Five Circles: Real Analysis Theorems equivalent to Completeness
Rafael Cantuba
TL;DR
This work develops a topology-centered exposition of five interlocking circles of real-analysis theorems, each circle being a finite chain of implications that are all equivalent to Dedekind completeness of the reals. It builds a unified framework using filter-based limits, supremum concepts, compactness arguments, and elementary integration to show how convergence, connectedness, differentiation, compactness, and integration are intimately tied to completeness. By detailing preliminaries and then presenting each circle with its constituent theorems and their interdependencies, the paper clarifies how many core results of real analysis ultimately depend on the same completeness axiom. The approach highlights the role of topological ideas in proving classical calculus results and provides an accessible entry point to the network of equivalences for advanced undergraduates and beginning graduates.
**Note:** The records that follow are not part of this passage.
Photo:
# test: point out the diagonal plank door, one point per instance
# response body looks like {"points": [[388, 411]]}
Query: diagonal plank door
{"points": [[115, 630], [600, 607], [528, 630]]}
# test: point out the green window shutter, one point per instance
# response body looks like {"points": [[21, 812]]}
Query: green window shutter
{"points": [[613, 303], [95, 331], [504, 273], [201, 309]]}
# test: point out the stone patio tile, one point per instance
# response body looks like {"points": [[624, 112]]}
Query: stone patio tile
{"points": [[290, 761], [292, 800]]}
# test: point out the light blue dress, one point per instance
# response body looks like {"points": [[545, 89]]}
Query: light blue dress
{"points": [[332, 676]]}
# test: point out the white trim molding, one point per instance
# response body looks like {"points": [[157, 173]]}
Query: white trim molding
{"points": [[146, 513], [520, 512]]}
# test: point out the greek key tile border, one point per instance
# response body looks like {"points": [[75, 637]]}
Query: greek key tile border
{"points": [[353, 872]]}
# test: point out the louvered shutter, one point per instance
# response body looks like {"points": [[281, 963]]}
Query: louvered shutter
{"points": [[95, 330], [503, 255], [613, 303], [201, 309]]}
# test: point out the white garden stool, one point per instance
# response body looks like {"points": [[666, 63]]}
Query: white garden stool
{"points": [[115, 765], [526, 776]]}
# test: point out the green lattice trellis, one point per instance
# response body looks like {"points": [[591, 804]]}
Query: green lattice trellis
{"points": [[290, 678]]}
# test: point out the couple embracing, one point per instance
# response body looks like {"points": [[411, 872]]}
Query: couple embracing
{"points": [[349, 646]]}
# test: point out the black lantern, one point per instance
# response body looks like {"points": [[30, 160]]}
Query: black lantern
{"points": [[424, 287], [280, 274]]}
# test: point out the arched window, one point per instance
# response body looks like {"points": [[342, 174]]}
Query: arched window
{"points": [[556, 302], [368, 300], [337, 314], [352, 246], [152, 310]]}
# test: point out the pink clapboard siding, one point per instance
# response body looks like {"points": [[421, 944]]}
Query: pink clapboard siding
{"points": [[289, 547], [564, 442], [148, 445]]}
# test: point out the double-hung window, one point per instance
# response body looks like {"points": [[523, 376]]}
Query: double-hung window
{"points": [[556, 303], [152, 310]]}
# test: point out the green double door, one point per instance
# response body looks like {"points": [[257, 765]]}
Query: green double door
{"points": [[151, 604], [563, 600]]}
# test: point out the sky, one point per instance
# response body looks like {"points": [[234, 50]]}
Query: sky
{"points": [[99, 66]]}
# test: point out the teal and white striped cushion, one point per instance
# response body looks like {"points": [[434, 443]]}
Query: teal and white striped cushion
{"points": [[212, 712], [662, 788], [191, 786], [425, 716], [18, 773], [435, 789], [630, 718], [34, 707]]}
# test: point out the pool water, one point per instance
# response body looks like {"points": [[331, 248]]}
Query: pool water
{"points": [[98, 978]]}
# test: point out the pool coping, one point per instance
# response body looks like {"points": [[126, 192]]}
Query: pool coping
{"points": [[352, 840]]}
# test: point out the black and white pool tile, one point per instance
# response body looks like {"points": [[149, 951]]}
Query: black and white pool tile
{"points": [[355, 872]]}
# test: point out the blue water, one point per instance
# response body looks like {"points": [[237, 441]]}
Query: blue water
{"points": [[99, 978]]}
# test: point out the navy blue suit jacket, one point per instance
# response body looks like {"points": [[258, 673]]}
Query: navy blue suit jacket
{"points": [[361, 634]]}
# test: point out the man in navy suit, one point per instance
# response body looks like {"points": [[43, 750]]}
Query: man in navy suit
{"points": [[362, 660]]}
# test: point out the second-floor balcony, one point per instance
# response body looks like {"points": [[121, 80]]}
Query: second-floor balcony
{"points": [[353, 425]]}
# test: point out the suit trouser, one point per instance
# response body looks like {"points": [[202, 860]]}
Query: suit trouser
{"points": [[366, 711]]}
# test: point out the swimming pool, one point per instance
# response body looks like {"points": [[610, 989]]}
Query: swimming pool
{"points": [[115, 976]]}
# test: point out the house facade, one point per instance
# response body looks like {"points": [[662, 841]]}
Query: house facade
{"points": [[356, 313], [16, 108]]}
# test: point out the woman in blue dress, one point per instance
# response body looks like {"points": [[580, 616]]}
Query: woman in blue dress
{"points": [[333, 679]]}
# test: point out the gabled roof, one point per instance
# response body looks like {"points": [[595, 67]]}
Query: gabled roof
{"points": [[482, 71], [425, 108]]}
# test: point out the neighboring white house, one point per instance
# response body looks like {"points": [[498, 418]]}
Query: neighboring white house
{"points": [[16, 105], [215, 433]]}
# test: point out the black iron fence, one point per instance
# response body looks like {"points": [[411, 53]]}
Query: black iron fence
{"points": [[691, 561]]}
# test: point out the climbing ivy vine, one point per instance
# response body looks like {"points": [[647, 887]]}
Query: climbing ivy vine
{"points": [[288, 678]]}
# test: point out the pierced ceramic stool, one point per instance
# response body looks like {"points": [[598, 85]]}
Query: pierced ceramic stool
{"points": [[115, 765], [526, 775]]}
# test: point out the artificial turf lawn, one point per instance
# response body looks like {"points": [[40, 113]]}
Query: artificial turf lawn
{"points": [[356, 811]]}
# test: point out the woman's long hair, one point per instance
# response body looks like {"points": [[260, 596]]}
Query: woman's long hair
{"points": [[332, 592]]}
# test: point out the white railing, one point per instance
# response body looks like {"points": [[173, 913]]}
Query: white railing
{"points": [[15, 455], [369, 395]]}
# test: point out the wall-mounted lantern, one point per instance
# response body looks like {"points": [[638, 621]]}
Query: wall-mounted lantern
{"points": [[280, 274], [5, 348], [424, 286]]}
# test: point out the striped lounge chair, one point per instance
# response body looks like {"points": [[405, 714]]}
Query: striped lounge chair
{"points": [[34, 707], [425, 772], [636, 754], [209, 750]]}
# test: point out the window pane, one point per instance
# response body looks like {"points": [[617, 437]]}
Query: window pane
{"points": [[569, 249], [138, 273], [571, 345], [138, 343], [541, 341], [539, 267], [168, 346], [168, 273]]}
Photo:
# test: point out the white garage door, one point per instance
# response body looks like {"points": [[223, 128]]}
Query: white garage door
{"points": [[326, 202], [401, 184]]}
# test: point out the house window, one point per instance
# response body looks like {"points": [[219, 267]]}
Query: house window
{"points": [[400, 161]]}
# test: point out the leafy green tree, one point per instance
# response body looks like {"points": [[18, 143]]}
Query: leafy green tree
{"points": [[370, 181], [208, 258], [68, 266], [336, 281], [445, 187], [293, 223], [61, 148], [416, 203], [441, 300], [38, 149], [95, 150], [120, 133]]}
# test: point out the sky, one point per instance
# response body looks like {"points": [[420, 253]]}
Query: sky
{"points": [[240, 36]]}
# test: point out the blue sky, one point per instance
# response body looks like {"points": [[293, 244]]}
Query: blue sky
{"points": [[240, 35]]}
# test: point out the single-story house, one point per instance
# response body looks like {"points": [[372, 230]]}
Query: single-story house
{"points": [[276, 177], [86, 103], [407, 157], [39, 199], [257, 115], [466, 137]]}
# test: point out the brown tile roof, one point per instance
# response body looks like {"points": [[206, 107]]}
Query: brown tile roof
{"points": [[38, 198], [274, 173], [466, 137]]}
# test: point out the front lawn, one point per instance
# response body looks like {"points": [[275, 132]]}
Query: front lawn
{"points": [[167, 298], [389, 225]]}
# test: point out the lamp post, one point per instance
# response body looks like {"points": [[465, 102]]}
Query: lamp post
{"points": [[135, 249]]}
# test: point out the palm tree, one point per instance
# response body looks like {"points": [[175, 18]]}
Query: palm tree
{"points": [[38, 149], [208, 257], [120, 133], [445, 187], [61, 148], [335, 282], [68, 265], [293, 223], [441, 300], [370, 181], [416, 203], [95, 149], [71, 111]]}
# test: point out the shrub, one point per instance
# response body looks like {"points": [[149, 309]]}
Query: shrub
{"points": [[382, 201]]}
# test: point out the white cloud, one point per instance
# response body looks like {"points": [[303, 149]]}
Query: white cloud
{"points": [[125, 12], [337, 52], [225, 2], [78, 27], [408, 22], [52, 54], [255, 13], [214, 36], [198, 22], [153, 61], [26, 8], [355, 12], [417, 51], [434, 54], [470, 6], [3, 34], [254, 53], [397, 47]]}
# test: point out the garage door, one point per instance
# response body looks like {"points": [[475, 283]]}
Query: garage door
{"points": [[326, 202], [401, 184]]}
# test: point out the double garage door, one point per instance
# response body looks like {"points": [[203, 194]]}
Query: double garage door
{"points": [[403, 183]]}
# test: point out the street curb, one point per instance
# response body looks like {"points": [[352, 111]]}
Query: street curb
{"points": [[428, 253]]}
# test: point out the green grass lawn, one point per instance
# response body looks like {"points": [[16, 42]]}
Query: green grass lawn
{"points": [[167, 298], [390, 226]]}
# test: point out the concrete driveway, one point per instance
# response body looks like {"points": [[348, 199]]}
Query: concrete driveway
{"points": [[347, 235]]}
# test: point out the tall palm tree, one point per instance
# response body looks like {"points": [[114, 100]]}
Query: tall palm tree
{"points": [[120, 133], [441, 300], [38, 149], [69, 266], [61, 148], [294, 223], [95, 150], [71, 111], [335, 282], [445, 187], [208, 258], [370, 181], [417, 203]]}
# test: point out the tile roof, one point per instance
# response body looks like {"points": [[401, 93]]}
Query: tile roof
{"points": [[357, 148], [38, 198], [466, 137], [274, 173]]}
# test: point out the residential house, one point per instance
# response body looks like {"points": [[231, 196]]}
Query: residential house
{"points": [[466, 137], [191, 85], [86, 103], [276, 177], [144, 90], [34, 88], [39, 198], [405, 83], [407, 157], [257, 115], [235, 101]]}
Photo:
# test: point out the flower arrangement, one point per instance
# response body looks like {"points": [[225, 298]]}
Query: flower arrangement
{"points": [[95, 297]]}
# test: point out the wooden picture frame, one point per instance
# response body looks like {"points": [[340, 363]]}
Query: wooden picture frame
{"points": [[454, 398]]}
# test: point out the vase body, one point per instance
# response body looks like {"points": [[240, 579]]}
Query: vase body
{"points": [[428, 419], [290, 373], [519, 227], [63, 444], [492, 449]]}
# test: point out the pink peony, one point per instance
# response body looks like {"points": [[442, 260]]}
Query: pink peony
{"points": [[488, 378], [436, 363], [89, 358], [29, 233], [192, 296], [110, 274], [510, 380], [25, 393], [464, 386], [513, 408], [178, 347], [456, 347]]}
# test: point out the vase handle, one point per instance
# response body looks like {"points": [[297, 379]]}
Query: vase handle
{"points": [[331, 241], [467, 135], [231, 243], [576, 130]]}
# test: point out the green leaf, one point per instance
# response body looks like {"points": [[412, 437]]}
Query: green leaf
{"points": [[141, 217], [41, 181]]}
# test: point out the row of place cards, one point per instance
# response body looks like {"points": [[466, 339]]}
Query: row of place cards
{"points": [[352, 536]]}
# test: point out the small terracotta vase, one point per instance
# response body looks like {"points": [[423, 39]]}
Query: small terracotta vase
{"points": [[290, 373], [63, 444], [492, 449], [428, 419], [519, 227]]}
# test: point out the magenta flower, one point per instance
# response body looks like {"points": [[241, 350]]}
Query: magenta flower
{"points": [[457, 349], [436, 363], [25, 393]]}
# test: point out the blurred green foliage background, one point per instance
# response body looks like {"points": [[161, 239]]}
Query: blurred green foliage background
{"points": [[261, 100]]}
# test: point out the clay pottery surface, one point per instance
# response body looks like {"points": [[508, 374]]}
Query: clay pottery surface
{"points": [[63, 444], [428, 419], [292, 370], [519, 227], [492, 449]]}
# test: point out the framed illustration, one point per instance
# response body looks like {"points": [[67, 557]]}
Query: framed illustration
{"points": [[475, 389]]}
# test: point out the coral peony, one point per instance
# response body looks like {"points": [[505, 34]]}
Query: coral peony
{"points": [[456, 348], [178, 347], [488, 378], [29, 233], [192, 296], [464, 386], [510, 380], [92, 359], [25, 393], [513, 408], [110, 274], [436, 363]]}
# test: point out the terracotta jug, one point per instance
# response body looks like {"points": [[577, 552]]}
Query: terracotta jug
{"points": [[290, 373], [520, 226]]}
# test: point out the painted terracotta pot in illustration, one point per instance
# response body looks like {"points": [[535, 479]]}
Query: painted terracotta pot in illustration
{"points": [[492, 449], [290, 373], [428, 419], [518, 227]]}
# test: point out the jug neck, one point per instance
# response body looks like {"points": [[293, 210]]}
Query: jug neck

The synthesis underscores the practical impact of completeness: a broad suite of theorems can be viewed as manifestations of the same foundational property of $\oldsymbol{\mathbb{R}}$.
Abstract
This is an exposition of the work of O. Riemenschneider about five ''circles'' of implications relating real analysis theorems each equivalent to the Dedekind completeness of the real field. These circles cover five elements of real function theory: convergence, connectedness, differentiability, compactness and integration.